這樣一個人,只因不肯娶上官家的姑娘,身為皇帝的嫡長子,連理所應當的儲君之位都保不住了嗎?
也不知是不是故意的,太子的人果然帶著她繞了一圈,她看到了在荷花池旁邊的月影底下站著的趙維楨,離他三步遠的地方是石秋秋,清冷的月光照在兩人的身上,趙維楨的臉隱在月陰裡頭,看不見他是高興還是不高興,反而是石秋秋,臉迎著月光,兩行清淚掛在上頭。
「你別忘了,你我的婚姻是皇后娘娘懿旨所定,難道你想反悔?」
趙維楨抬眼朝她看了一眼,他如同一頭蟄伏在黑暗處的猛獸,他掩蓋住了身上的危險氣息,卻掩蓋不了他眼裡嗜血的狂暴,他朝石秋秋瞥了一眼,石秋秋便覺得,好似有一把利刃被架在了自己的脖子上,一寒,渾身的寒毛都豎起來了。
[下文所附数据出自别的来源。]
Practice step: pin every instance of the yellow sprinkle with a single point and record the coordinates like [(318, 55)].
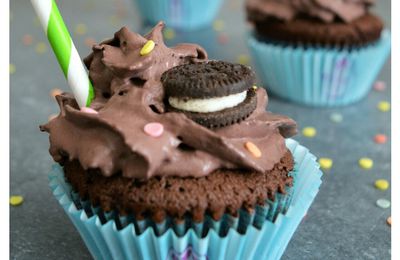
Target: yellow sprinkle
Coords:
[(52, 116), (243, 59), (218, 25), (80, 29), (16, 200), (41, 47), (253, 149), (169, 33), (381, 184), (309, 131), (384, 106), (55, 92), (12, 68), (326, 163), (147, 47), (366, 163)]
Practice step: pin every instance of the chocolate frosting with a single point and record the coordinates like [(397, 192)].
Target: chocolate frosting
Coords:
[(324, 10), (129, 95)]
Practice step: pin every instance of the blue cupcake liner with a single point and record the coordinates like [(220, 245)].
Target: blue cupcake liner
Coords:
[(263, 234), (180, 14), (319, 76)]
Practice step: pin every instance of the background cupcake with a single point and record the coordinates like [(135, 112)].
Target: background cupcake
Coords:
[(177, 158), (180, 14), (321, 53)]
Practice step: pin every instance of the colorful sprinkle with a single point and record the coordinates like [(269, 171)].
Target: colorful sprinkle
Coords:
[(253, 149), (52, 116), (336, 118), (384, 106), (389, 221), (80, 29), (12, 69), (16, 200), (41, 47), (147, 47), (243, 59), (27, 39), (382, 184), (90, 41), (218, 25), (309, 131), (380, 86), (366, 163), (380, 139), (326, 163), (383, 203), (169, 33), (154, 129), (223, 39), (88, 110), (55, 92)]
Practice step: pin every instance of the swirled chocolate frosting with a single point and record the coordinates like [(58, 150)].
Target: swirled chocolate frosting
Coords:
[(129, 95), (325, 10)]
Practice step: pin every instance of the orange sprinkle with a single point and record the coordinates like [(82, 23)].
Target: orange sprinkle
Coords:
[(253, 149)]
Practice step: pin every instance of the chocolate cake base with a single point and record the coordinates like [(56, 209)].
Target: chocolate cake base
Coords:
[(361, 31), (223, 191)]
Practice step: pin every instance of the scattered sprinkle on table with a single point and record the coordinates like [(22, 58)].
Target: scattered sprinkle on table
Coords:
[(218, 25), (243, 59), (380, 139), (41, 47), (169, 33), (89, 41), (12, 69), (55, 92), (80, 29), (223, 39), (379, 86), (309, 131), (384, 106), (147, 47), (336, 117), (326, 163), (383, 203), (16, 200), (27, 39), (366, 163), (253, 149), (154, 129), (382, 184)]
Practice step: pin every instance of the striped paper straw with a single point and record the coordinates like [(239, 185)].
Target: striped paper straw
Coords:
[(65, 51)]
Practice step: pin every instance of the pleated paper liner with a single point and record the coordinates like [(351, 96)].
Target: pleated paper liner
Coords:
[(186, 15), (261, 235), (318, 76)]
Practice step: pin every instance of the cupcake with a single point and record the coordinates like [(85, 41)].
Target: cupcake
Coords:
[(184, 15), (318, 53), (177, 157)]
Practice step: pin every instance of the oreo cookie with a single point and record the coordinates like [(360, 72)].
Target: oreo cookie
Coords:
[(213, 94)]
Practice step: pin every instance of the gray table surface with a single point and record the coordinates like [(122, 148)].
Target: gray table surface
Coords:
[(343, 222)]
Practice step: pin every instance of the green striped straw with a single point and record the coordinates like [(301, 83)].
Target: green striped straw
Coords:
[(65, 51)]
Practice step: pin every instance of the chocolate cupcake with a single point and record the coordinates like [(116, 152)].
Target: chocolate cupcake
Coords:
[(320, 53), (146, 177)]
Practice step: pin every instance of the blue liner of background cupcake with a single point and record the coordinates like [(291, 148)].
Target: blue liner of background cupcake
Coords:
[(319, 76), (263, 234), (179, 14)]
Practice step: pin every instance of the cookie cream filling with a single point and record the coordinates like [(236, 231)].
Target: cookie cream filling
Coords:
[(207, 105)]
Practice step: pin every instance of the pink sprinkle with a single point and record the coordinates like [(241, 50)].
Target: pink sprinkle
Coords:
[(379, 86), (89, 110), (154, 129), (380, 138)]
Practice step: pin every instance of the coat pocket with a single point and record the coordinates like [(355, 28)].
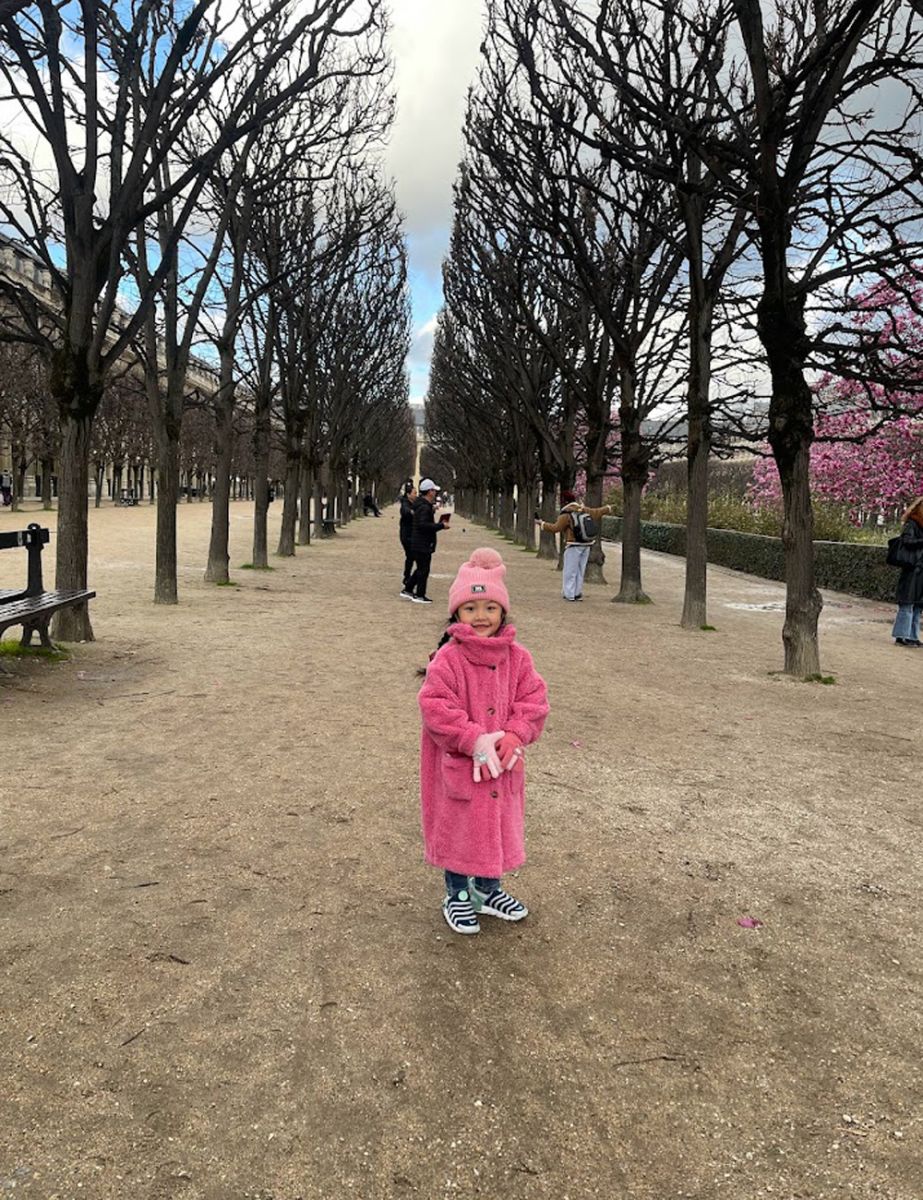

「我說過要反悔嗎?」趙維楨一笑,「只不過你父親派人來商議婚期,我希望能往後延個十年,十年之內,本王不宜婚配,否則有性命之虞,怎麼,為了你能嫁出去,本王活該連命都不要?」
他背著手,朝天望去,語氣里充滿了嘲諷,「石大小姐生得一副肯叫人『牡丹花下死做鬼也風流』的風情嗎?」
這話便是羞辱人了,石秋秋原先請他出來,不過是想仗著自己的姿色,叫他在婚事上好歹聽自己一些,畢竟已是未婚夫妻,又是皇后指婚了的,斷無黃了的可能。誰能想到,她竟是自取其辱了。
「趙維楨,你混蛋!」
趙維楨渾身散發出來的冷氣,足足能冰封三尺,石秋秋揚了揚拳頭,到底是給嚇著了,朝後退了兩步,又氣又怕,轉身就跑了出去。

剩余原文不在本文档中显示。